Blood, nasal swabs, and saliva, urine, and stool samples were collected at the time of enrollment and every 3 to 7 days after that. Investigators compared immune responses between participants who recovered and those who progressed to more severe stages of disease. Males and females were matched by age, body mass index, and the number of days after their symptoms began. Additionally, a group of healthcare workers not infected with SARS-CoV-2 was used as a control group.
Several key differences in immune responses were seen between males and females with COVID-19. Males had higher blood levels of several proteins called cytokines, which regulate the immune response, including two inflammatory cytokines known as IL-8 and IL-18, at the time of study enrollment (baseline) and over the disease course. Males also had lower baseline activation of immune cells called CD8 T cells, which can recognize and help eliminate invading viruses.

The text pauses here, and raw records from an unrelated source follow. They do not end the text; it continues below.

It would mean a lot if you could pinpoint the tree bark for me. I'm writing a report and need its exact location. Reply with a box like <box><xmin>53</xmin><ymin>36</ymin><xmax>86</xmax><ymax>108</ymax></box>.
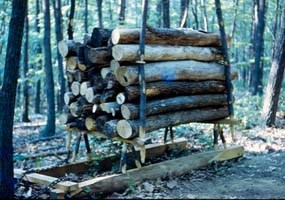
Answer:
<box><xmin>180</xmin><ymin>0</ymin><xmax>189</xmax><ymax>28</ymax></box>
<box><xmin>116</xmin><ymin>81</ymin><xmax>225</xmax><ymax>104</ymax></box>
<box><xmin>119</xmin><ymin>0</ymin><xmax>126</xmax><ymax>25</ymax></box>
<box><xmin>262</xmin><ymin>5</ymin><xmax>285</xmax><ymax>126</ymax></box>
<box><xmin>67</xmin><ymin>0</ymin><xmax>75</xmax><ymax>40</ymax></box>
<box><xmin>117</xmin><ymin>107</ymin><xmax>228</xmax><ymax>138</ymax></box>
<box><xmin>252</xmin><ymin>0</ymin><xmax>266</xmax><ymax>95</ymax></box>
<box><xmin>112</xmin><ymin>27</ymin><xmax>230</xmax><ymax>47</ymax></box>
<box><xmin>116</xmin><ymin>60</ymin><xmax>237</xmax><ymax>86</ymax></box>
<box><xmin>84</xmin><ymin>0</ymin><xmax>88</xmax><ymax>33</ymax></box>
<box><xmin>35</xmin><ymin>0</ymin><xmax>42</xmax><ymax>114</ymax></box>
<box><xmin>112</xmin><ymin>44</ymin><xmax>222</xmax><ymax>62</ymax></box>
<box><xmin>97</xmin><ymin>0</ymin><xmax>103</xmax><ymax>28</ymax></box>
<box><xmin>0</xmin><ymin>0</ymin><xmax>27</xmax><ymax>199</ymax></box>
<box><xmin>53</xmin><ymin>0</ymin><xmax>66</xmax><ymax>112</ymax></box>
<box><xmin>41</xmin><ymin>0</ymin><xmax>55</xmax><ymax>137</ymax></box>
<box><xmin>121</xmin><ymin>94</ymin><xmax>227</xmax><ymax>119</ymax></box>
<box><xmin>22</xmin><ymin>11</ymin><xmax>30</xmax><ymax>122</ymax></box>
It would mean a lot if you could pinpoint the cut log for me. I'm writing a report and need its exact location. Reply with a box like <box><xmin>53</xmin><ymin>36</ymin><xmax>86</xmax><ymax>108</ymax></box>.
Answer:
<box><xmin>71</xmin><ymin>81</ymin><xmax>80</xmax><ymax>96</ymax></box>
<box><xmin>58</xmin><ymin>40</ymin><xmax>82</xmax><ymax>58</ymax></box>
<box><xmin>112</xmin><ymin>28</ymin><xmax>230</xmax><ymax>47</ymax></box>
<box><xmin>80</xmin><ymin>81</ymin><xmax>91</xmax><ymax>96</ymax></box>
<box><xmin>100</xmin><ymin>90</ymin><xmax>117</xmax><ymax>103</ymax></box>
<box><xmin>116</xmin><ymin>60</ymin><xmax>238</xmax><ymax>86</ymax></box>
<box><xmin>65</xmin><ymin>56</ymin><xmax>78</xmax><ymax>70</ymax></box>
<box><xmin>59</xmin><ymin>113</ymin><xmax>76</xmax><ymax>125</ymax></box>
<box><xmin>116</xmin><ymin>81</ymin><xmax>225</xmax><ymax>104</ymax></box>
<box><xmin>87</xmin><ymin>28</ymin><xmax>112</xmax><ymax>48</ymax></box>
<box><xmin>112</xmin><ymin>44</ymin><xmax>222</xmax><ymax>62</ymax></box>
<box><xmin>101</xmin><ymin>67</ymin><xmax>112</xmax><ymax>79</ymax></box>
<box><xmin>96</xmin><ymin>115</ymin><xmax>112</xmax><ymax>132</ymax></box>
<box><xmin>85</xmin><ymin>116</ymin><xmax>97</xmax><ymax>131</ymax></box>
<box><xmin>117</xmin><ymin>107</ymin><xmax>228</xmax><ymax>138</ymax></box>
<box><xmin>104</xmin><ymin>119</ymin><xmax>119</xmax><ymax>138</ymax></box>
<box><xmin>100</xmin><ymin>102</ymin><xmax>120</xmax><ymax>117</ymax></box>
<box><xmin>64</xmin><ymin>92</ymin><xmax>76</xmax><ymax>106</ymax></box>
<box><xmin>85</xmin><ymin>87</ymin><xmax>101</xmax><ymax>104</ymax></box>
<box><xmin>85</xmin><ymin>46</ymin><xmax>111</xmax><ymax>64</ymax></box>
<box><xmin>77</xmin><ymin>146</ymin><xmax>244</xmax><ymax>195</ymax></box>
<box><xmin>121</xmin><ymin>94</ymin><xmax>227</xmax><ymax>119</ymax></box>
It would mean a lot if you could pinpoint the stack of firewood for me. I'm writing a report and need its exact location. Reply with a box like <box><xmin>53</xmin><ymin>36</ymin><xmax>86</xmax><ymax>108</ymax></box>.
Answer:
<box><xmin>59</xmin><ymin>27</ymin><xmax>237</xmax><ymax>138</ymax></box>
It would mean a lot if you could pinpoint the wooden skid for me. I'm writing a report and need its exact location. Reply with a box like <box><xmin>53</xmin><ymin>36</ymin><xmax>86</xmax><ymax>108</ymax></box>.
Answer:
<box><xmin>76</xmin><ymin>146</ymin><xmax>244</xmax><ymax>193</ymax></box>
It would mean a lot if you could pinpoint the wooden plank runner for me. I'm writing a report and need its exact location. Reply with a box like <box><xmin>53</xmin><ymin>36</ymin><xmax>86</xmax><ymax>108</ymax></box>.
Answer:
<box><xmin>79</xmin><ymin>146</ymin><xmax>244</xmax><ymax>193</ymax></box>
<box><xmin>14</xmin><ymin>169</ymin><xmax>79</xmax><ymax>192</ymax></box>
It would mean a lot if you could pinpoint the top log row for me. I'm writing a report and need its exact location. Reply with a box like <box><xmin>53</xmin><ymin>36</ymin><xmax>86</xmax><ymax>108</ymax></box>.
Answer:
<box><xmin>58</xmin><ymin>27</ymin><xmax>230</xmax><ymax>57</ymax></box>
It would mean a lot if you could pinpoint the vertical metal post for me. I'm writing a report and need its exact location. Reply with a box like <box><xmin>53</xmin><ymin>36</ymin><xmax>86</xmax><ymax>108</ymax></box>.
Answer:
<box><xmin>215</xmin><ymin>0</ymin><xmax>235</xmax><ymax>141</ymax></box>
<box><xmin>137</xmin><ymin>0</ymin><xmax>148</xmax><ymax>163</ymax></box>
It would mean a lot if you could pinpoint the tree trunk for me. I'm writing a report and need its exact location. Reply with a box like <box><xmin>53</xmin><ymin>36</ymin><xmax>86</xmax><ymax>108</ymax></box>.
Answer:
<box><xmin>97</xmin><ymin>0</ymin><xmax>103</xmax><ymax>28</ymax></box>
<box><xmin>35</xmin><ymin>0</ymin><xmax>42</xmax><ymax>114</ymax></box>
<box><xmin>116</xmin><ymin>81</ymin><xmax>225</xmax><ymax>104</ymax></box>
<box><xmin>162</xmin><ymin>0</ymin><xmax>170</xmax><ymax>28</ymax></box>
<box><xmin>117</xmin><ymin>107</ymin><xmax>228</xmax><ymax>138</ymax></box>
<box><xmin>41</xmin><ymin>0</ymin><xmax>55</xmax><ymax>137</ymax></box>
<box><xmin>262</xmin><ymin>5</ymin><xmax>285</xmax><ymax>126</ymax></box>
<box><xmin>67</xmin><ymin>0</ymin><xmax>75</xmax><ymax>40</ymax></box>
<box><xmin>84</xmin><ymin>0</ymin><xmax>88</xmax><ymax>33</ymax></box>
<box><xmin>116</xmin><ymin>60</ymin><xmax>237</xmax><ymax>86</ymax></box>
<box><xmin>0</xmin><ymin>0</ymin><xmax>27</xmax><ymax>199</ymax></box>
<box><xmin>252</xmin><ymin>0</ymin><xmax>266</xmax><ymax>95</ymax></box>
<box><xmin>119</xmin><ymin>0</ymin><xmax>126</xmax><ymax>25</ymax></box>
<box><xmin>22</xmin><ymin>13</ymin><xmax>30</xmax><ymax>122</ymax></box>
<box><xmin>112</xmin><ymin>27</ymin><xmax>230</xmax><ymax>47</ymax></box>
<box><xmin>121</xmin><ymin>94</ymin><xmax>227</xmax><ymax>119</ymax></box>
<box><xmin>191</xmin><ymin>0</ymin><xmax>199</xmax><ymax>30</ymax></box>
<box><xmin>201</xmin><ymin>0</ymin><xmax>208</xmax><ymax>32</ymax></box>
<box><xmin>180</xmin><ymin>0</ymin><xmax>189</xmax><ymax>28</ymax></box>
<box><xmin>112</xmin><ymin>44</ymin><xmax>222</xmax><ymax>62</ymax></box>
<box><xmin>53</xmin><ymin>0</ymin><xmax>66</xmax><ymax>112</ymax></box>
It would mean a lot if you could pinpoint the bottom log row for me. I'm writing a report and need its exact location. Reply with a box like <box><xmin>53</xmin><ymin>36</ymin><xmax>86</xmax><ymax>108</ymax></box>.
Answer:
<box><xmin>60</xmin><ymin>93</ymin><xmax>229</xmax><ymax>139</ymax></box>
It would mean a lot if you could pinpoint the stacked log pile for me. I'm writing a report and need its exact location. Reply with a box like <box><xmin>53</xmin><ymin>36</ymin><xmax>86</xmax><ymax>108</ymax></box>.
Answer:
<box><xmin>59</xmin><ymin>27</ymin><xmax>237</xmax><ymax>139</ymax></box>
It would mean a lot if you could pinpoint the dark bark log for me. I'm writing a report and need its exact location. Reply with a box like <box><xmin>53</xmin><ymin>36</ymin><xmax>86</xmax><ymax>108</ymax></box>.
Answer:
<box><xmin>87</xmin><ymin>28</ymin><xmax>112</xmax><ymax>48</ymax></box>
<box><xmin>22</xmin><ymin>13</ymin><xmax>30</xmax><ymax>122</ymax></box>
<box><xmin>117</xmin><ymin>107</ymin><xmax>228</xmax><ymax>138</ymax></box>
<box><xmin>97</xmin><ymin>0</ymin><xmax>103</xmax><ymax>28</ymax></box>
<box><xmin>53</xmin><ymin>0</ymin><xmax>66</xmax><ymax>112</ymax></box>
<box><xmin>103</xmin><ymin>119</ymin><xmax>119</xmax><ymax>138</ymax></box>
<box><xmin>41</xmin><ymin>0</ymin><xmax>55</xmax><ymax>137</ymax></box>
<box><xmin>262</xmin><ymin>4</ymin><xmax>285</xmax><ymax>126</ymax></box>
<box><xmin>0</xmin><ymin>0</ymin><xmax>27</xmax><ymax>199</ymax></box>
<box><xmin>116</xmin><ymin>60</ymin><xmax>238</xmax><ymax>86</ymax></box>
<box><xmin>84</xmin><ymin>0</ymin><xmax>88</xmax><ymax>33</ymax></box>
<box><xmin>112</xmin><ymin>27</ymin><xmax>230</xmax><ymax>47</ymax></box>
<box><xmin>121</xmin><ymin>94</ymin><xmax>227</xmax><ymax>119</ymax></box>
<box><xmin>117</xmin><ymin>81</ymin><xmax>225</xmax><ymax>104</ymax></box>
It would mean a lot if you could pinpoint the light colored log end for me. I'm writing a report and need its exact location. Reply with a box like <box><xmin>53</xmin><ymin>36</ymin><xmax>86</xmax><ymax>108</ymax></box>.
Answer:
<box><xmin>57</xmin><ymin>40</ymin><xmax>68</xmax><ymax>58</ymax></box>
<box><xmin>117</xmin><ymin>120</ymin><xmax>133</xmax><ymax>139</ymax></box>
<box><xmin>116</xmin><ymin>92</ymin><xmax>126</xmax><ymax>105</ymax></box>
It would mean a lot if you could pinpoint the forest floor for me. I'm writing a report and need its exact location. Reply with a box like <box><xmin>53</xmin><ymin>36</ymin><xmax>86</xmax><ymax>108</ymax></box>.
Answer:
<box><xmin>14</xmin><ymin>116</ymin><xmax>285</xmax><ymax>199</ymax></box>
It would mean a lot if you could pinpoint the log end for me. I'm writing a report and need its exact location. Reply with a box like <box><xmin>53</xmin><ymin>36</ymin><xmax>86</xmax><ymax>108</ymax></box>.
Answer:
<box><xmin>116</xmin><ymin>92</ymin><xmax>126</xmax><ymax>105</ymax></box>
<box><xmin>112</xmin><ymin>46</ymin><xmax>123</xmax><ymax>61</ymax></box>
<box><xmin>57</xmin><ymin>40</ymin><xmax>68</xmax><ymax>58</ymax></box>
<box><xmin>121</xmin><ymin>104</ymin><xmax>131</xmax><ymax>119</ymax></box>
<box><xmin>117</xmin><ymin>120</ymin><xmax>133</xmax><ymax>139</ymax></box>
<box><xmin>111</xmin><ymin>28</ymin><xmax>120</xmax><ymax>44</ymax></box>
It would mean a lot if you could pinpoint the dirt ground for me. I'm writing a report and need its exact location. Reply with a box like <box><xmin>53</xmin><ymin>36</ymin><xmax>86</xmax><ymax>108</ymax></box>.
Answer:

As COVID-19 progressed in study participants, males, but not females, showed associated poor T-cell responses. Likewise, T-cell responses declined with age in males but not females. By contrast, researchers identified elevated levels of a different set of cytokines in females, but not males, that were associated with worsening of disease.
These findings reveal a possible immunological basis for the differences in disease outcomes between males and females with COVID-19 and provide a potential basis for taking sex-dependent approaches in the treatment of COVID-19.
Reference: Takahashi T et al. Sex differences in immune responses that underlie COVID-19 disease outcomes. Nature. 2020 Aug 26; 588(7837): 315-320.